Beginning in 2019 in the United States, certain public companies’ audit reports began to contain new information — critical audit matters, commonly referred to as CAMs. A CAM is any matter arising from the audit of a company’s financial statements that meets all of the following criteria:
- a matter that was communicated or is required to be communicated to the audit committee;
- a matter that relates to accounts or disclosures that are material to the financial statements; and
- a matter that involved especially challenging, subjective, or complex auditor judgment.
Critical audit matters are intended to provide tailored information specific to the audit — from the auditor’s point of view — on matters that require especially challenging, subjective, or complex auditor judgment.
This change makes audit reports vastly more useful by providing context around accounting data. Specifically, it places investors in the boardroom or as close as they can get. If a matter concerning say, revenue recognition or reserves or impairments, among a myriad of other items, is issued without what amounts to an asterisk, investors have vastly diminished ability to understand that the matter is, well, critical, and to take a closer look, and deploy their own assumptions.

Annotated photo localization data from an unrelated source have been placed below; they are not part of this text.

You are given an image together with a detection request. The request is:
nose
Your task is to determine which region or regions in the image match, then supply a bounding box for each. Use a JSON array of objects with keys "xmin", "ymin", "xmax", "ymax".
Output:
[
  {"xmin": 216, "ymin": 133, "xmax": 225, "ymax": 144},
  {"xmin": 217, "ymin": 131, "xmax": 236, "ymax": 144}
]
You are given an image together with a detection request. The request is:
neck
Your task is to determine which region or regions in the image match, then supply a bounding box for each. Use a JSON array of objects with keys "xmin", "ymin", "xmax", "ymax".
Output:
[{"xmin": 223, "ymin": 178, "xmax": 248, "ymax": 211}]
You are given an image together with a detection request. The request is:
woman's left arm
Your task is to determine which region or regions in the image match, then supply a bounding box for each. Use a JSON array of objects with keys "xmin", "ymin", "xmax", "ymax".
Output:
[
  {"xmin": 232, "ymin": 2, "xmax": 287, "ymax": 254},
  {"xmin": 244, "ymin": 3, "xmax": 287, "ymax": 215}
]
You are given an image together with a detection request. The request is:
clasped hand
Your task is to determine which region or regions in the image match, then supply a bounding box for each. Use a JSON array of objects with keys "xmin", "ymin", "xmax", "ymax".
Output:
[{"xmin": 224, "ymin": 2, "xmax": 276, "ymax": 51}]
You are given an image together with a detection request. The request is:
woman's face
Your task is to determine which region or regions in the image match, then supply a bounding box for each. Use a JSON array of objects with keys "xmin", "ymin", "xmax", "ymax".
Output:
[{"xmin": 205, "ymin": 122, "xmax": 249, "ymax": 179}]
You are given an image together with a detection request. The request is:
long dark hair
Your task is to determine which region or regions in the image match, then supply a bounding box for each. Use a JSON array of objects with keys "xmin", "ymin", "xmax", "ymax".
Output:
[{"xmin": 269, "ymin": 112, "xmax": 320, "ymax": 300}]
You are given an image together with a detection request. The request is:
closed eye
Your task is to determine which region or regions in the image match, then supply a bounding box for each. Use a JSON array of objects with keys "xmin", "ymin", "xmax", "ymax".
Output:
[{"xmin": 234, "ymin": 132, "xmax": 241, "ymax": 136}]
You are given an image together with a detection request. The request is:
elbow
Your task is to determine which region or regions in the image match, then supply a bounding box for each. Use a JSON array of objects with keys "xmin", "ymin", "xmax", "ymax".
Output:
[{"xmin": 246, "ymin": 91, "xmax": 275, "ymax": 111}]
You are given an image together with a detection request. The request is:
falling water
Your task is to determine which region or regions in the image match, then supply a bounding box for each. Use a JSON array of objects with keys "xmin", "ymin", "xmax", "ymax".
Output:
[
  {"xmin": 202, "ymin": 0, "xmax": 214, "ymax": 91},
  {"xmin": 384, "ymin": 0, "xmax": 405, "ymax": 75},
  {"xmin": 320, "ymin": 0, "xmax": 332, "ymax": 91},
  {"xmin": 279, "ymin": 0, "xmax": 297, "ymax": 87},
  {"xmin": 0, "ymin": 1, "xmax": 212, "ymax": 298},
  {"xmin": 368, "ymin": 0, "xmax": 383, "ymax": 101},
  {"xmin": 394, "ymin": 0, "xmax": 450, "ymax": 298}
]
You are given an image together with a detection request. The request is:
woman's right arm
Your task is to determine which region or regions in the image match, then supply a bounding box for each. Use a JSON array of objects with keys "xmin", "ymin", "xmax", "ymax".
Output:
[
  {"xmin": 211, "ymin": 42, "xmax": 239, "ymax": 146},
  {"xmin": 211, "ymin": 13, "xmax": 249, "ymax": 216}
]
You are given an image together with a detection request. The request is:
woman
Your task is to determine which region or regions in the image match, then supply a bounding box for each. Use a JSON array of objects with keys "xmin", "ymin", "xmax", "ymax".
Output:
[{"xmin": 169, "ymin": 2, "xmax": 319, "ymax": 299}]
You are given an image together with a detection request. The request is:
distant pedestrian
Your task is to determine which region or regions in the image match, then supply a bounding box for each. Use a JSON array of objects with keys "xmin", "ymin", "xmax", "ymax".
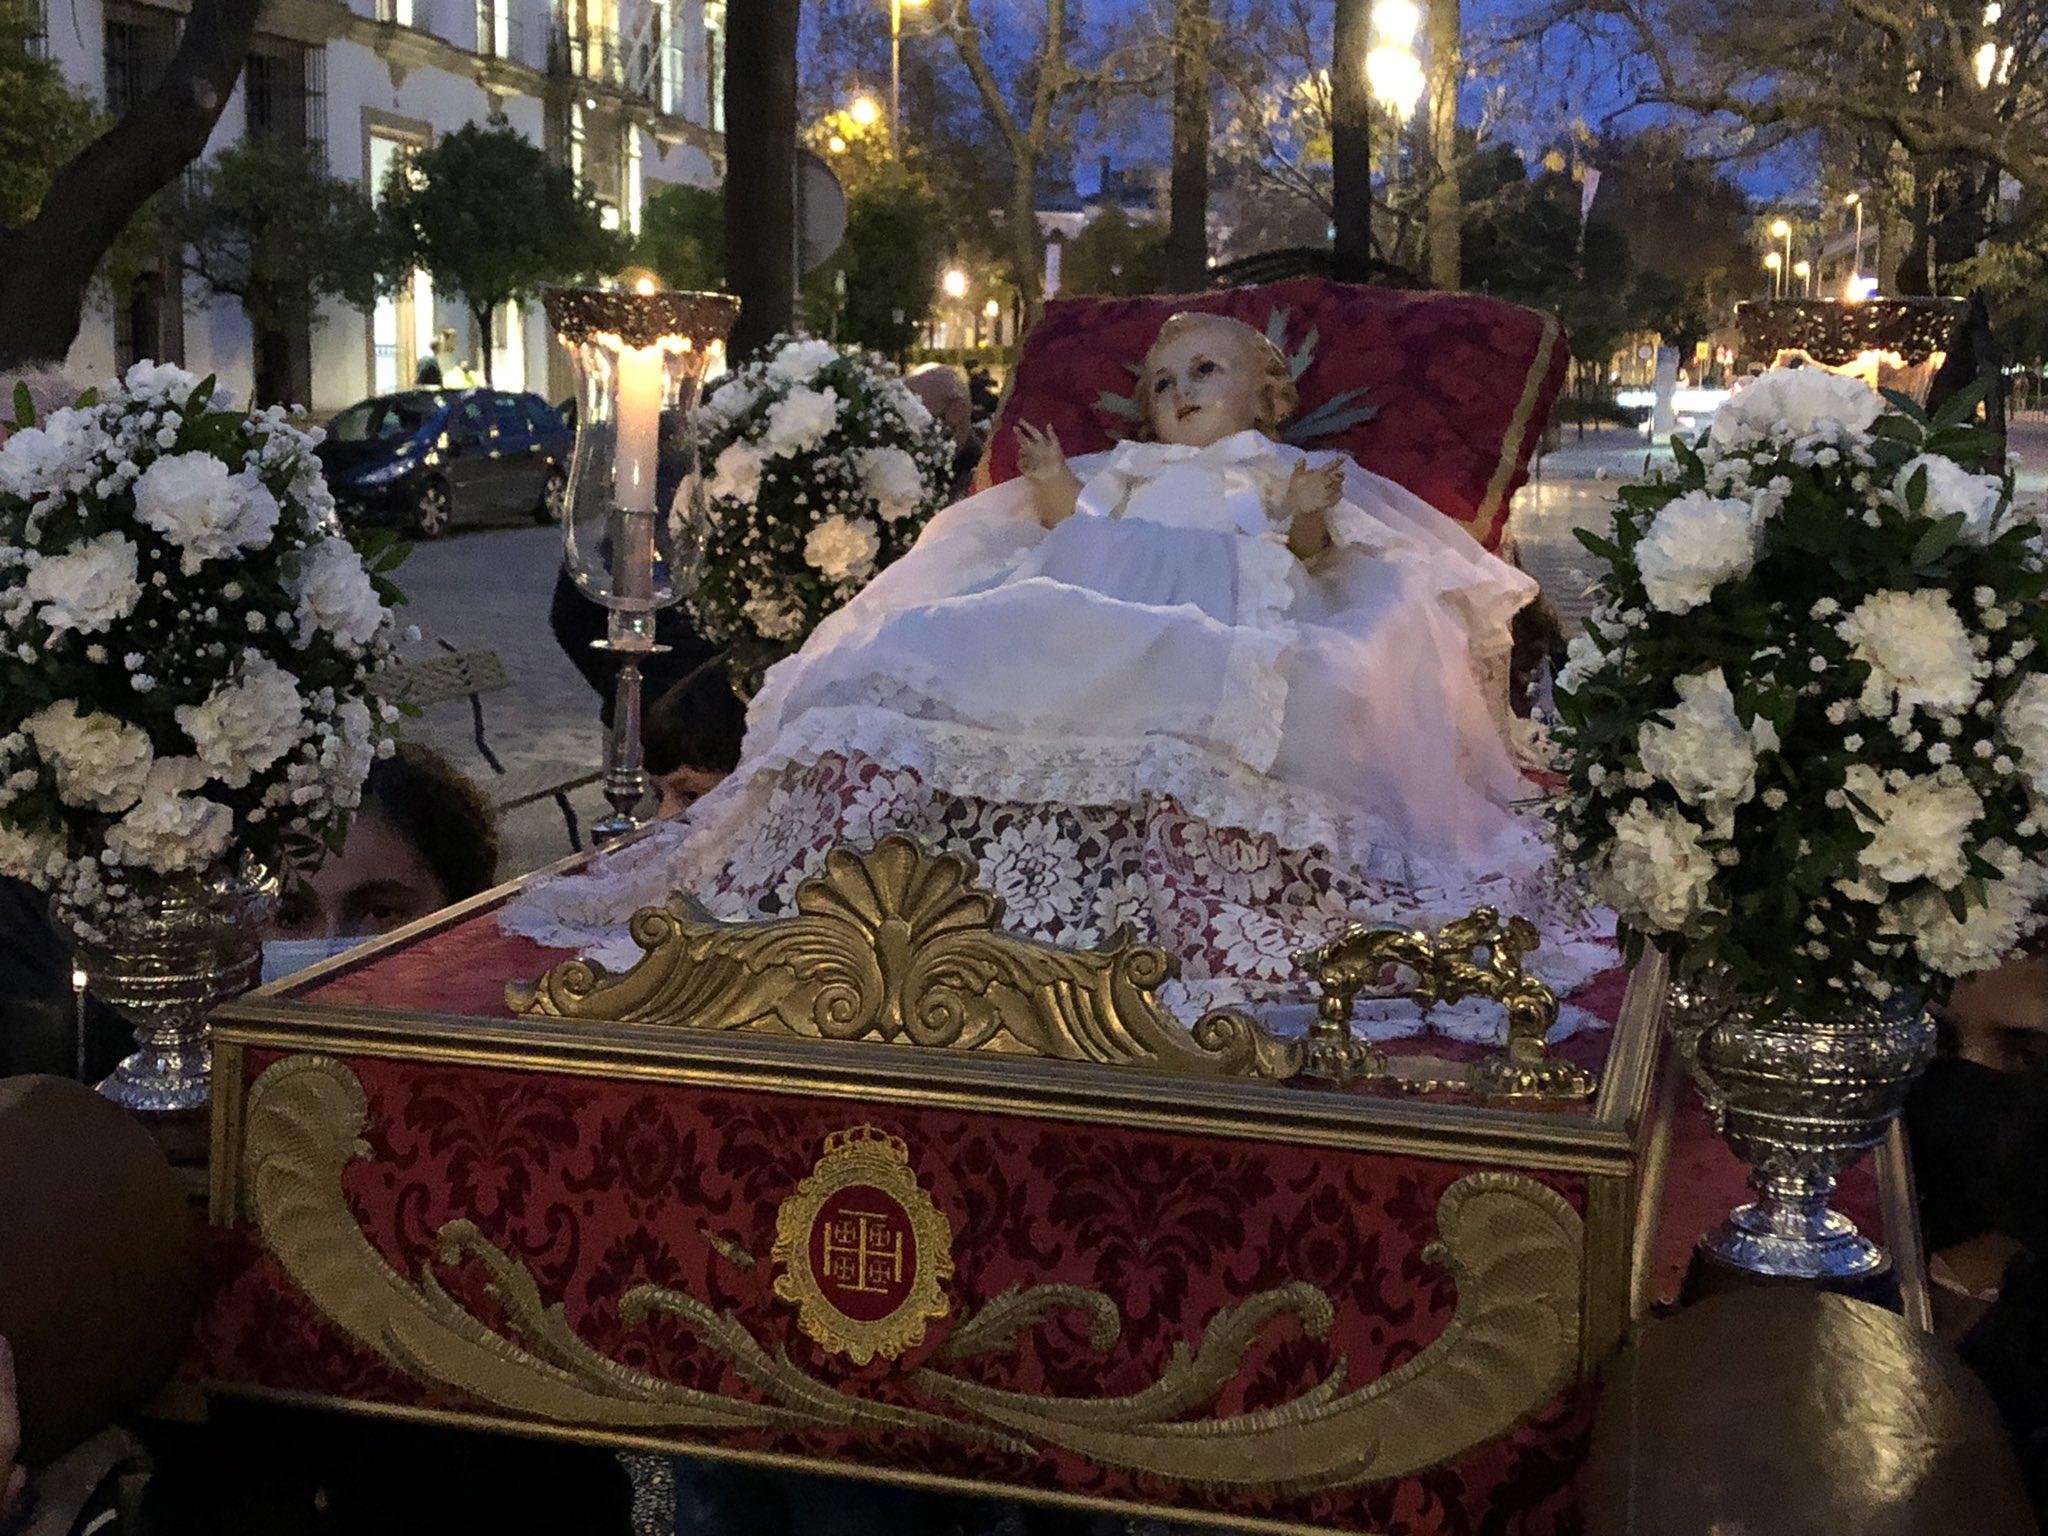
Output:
[{"xmin": 414, "ymin": 355, "xmax": 443, "ymax": 387}]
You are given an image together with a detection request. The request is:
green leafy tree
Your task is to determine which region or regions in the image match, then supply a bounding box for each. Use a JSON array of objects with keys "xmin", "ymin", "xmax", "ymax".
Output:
[
  {"xmin": 173, "ymin": 138, "xmax": 392, "ymax": 403},
  {"xmin": 830, "ymin": 165, "xmax": 946, "ymax": 356},
  {"xmin": 635, "ymin": 182, "xmax": 725, "ymax": 291},
  {"xmin": 0, "ymin": 0, "xmax": 101, "ymax": 231},
  {"xmin": 382, "ymin": 123, "xmax": 629, "ymax": 384},
  {"xmin": 1058, "ymin": 208, "xmax": 1170, "ymax": 297}
]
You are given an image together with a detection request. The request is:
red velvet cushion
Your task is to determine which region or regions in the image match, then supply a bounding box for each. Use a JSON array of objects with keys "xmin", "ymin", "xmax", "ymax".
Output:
[{"xmin": 975, "ymin": 277, "xmax": 1567, "ymax": 551}]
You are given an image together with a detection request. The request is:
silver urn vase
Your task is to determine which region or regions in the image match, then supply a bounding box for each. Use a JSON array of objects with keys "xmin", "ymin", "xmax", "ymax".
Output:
[
  {"xmin": 76, "ymin": 869, "xmax": 276, "ymax": 1113},
  {"xmin": 1676, "ymin": 989, "xmax": 1935, "ymax": 1279}
]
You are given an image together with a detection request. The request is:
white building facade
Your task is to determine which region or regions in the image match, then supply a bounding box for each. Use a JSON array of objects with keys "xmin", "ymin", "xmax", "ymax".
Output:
[{"xmin": 35, "ymin": 0, "xmax": 725, "ymax": 414}]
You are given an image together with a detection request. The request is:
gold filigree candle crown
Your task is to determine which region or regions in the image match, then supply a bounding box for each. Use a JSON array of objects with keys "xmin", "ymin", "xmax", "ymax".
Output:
[{"xmin": 543, "ymin": 285, "xmax": 742, "ymax": 351}]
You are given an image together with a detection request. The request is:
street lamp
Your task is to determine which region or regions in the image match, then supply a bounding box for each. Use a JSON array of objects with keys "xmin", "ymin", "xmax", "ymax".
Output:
[
  {"xmin": 1844, "ymin": 192, "xmax": 1865, "ymax": 289},
  {"xmin": 1764, "ymin": 250, "xmax": 1784, "ymax": 298},
  {"xmin": 890, "ymin": 0, "xmax": 927, "ymax": 149},
  {"xmin": 849, "ymin": 94, "xmax": 880, "ymax": 128},
  {"xmin": 941, "ymin": 268, "xmax": 968, "ymax": 300},
  {"xmin": 1770, "ymin": 216, "xmax": 1793, "ymax": 281},
  {"xmin": 827, "ymin": 134, "xmax": 848, "ymax": 155},
  {"xmin": 1793, "ymin": 258, "xmax": 1812, "ymax": 297}
]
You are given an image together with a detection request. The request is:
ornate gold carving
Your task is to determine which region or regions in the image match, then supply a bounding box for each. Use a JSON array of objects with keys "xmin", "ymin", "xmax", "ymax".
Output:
[
  {"xmin": 1301, "ymin": 909, "xmax": 1596, "ymax": 1100},
  {"xmin": 771, "ymin": 1126, "xmax": 955, "ymax": 1365},
  {"xmin": 234, "ymin": 1054, "xmax": 1585, "ymax": 1495},
  {"xmin": 540, "ymin": 285, "xmax": 741, "ymax": 351},
  {"xmin": 510, "ymin": 837, "xmax": 1306, "ymax": 1081}
]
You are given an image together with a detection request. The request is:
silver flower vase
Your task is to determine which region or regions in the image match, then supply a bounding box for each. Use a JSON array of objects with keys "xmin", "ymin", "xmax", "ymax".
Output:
[
  {"xmin": 1676, "ymin": 987, "xmax": 1935, "ymax": 1279},
  {"xmin": 77, "ymin": 869, "xmax": 276, "ymax": 1113}
]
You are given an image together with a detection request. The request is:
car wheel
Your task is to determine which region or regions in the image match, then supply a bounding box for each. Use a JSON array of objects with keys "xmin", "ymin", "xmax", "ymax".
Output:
[
  {"xmin": 534, "ymin": 467, "xmax": 566, "ymax": 525},
  {"xmin": 412, "ymin": 479, "xmax": 453, "ymax": 539}
]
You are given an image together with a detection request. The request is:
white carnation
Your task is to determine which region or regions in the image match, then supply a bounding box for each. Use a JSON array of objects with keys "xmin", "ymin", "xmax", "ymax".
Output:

The provision of CAMS are extremely useful for investors and means that the audit report is often the first place that investors and analysts will now turn once they understand the numbers in an annual financial report.
That said, the new requirement leaves room for improvement Specifically, CAMs are not tagged. Requiring their disclosure with Inline XBRL would make CAMS significantly more useful to a wider group of investors perhaps? As the utility of CAM disclosures are fully realized, I am hopeful that reforms to the process will follow.
PCAOB Investor Resource provides investors with information regarding changes to the auditor’s report, answers to frequently asked questions about CAMs, and includes details about the implementation of the standard. It also explains the difference between CAMs and Key Audit Matters as required by the International Auditing and Assurance Standards Board.